An anecdote from Xiang-Dong Yang, managing director of Carlyle Asia Partners, serves to illustrate the proliferation of managers now dabbling in private equity in China. “Two private equity executives [are] talking in a Beijing taxi,” he told delegates at the HKVCA Asia Private Equity Forum, “when the taxi driver turns around and says, ‘You’re in private equity? I’m also doing some private equity investing.’”

When even the taxi drivers are claiming to be involved in private equity, you have a problem. Picking through the multitude of firms active in the country’s private capital market is an enormous challenge, not least because China remains a relatively young market and track records are shallow or non-existent in many cases.

The reasons for this proliferation are obvious. Everyone wants a piece of China’s remarkable growth story. At a time when most Western nations are seeing GDP contract or stagnate, China’s grew by more than 9 percent last year. Trade volume rose by more than 20 percent to $3.6 trillion. More than half the population now lives in urban areas for the first time in the country’s 5,000-year history.

Managers who use this macro story as part of their pitch are likely to be ploughing a fruitless furrow however. Everyone (cab drivers included) is already sold on the growth story, and from an investor’s perspective, there are cheaper and easier ways to piggy-back onto that trend. The truly successful GPs deliver something else – an ability to sift through the cornucopia of investment opportunities, pluck out the most choice, and then burnish the gems they uncover.

Doug Coulter, head of LGT Capital Partners’ Asia-Pacific private equity unit, rejects the use of the macro argument when managers pitch funds to him. “We meet about 600 GPs a year with the majority of those being Chinese. The days of selling the China dream are over. For a manager at this point in time to go to the West and talk about the urbanisation and the rise of the Chinese consumer, I mean, it’s a joke, right? Every single GP that walks into our office says the same thing. Just because these ‘mega-trends’ are happening, [it] doesn’t mean that you can make money off them. You want to be part of those trends, but not everyone is going to have a 5x fund.”

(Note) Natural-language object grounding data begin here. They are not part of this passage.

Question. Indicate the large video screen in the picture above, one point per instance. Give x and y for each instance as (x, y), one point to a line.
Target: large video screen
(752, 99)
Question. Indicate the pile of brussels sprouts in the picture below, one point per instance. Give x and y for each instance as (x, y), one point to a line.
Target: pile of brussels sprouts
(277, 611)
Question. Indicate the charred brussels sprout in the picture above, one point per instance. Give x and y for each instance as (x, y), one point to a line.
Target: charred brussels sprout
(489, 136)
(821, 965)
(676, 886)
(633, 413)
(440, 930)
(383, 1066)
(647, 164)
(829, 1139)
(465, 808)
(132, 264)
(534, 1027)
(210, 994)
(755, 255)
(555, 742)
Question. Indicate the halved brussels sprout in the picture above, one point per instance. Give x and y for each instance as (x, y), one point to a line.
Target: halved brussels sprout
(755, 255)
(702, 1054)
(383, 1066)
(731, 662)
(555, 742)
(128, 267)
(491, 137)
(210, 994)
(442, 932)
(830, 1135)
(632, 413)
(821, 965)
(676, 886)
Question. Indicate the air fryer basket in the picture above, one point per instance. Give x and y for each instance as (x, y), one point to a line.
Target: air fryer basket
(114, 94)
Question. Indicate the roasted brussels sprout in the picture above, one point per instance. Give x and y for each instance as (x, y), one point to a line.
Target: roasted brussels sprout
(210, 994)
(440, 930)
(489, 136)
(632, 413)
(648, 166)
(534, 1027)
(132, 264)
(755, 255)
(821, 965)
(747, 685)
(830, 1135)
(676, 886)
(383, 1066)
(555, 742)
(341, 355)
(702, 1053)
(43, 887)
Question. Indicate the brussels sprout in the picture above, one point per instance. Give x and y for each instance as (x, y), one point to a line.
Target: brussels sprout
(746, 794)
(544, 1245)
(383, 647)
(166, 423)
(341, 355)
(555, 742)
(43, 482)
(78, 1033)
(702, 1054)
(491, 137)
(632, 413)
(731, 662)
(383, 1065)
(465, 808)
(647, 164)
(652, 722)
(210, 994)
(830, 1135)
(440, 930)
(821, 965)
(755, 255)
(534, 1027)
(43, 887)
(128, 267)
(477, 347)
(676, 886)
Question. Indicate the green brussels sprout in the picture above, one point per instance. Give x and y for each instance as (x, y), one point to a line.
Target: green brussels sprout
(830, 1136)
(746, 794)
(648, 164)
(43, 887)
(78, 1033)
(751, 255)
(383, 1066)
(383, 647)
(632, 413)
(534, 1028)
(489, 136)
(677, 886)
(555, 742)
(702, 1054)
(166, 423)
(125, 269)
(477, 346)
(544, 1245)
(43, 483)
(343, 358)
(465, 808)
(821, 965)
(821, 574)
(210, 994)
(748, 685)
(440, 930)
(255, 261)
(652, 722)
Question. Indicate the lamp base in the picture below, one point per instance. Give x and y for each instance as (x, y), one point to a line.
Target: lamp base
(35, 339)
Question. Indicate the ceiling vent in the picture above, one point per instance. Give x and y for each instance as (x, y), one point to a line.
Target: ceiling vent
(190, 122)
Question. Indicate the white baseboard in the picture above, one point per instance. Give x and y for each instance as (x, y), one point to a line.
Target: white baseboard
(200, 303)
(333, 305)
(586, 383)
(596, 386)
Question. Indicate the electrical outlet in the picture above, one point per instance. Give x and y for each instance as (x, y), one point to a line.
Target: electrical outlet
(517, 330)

Finding those capable of delivering alpha in a complex, and vast, market like China is going to be one of the key challenges for LPs over the next few years. But channelling the capital inflows appropriately will take patience and circumspection from investors.

It’s beyond doubt that China will only grow more important as a private equity market. Within a decade, it could well be on a par with Europe and North America. But unravelling its complexities and sifting through the ever-increasing herd of managers to find the true thoroughbreds will take patience and great diligence. ‘Move in haste, repent at leisure’ seems an apt maxim.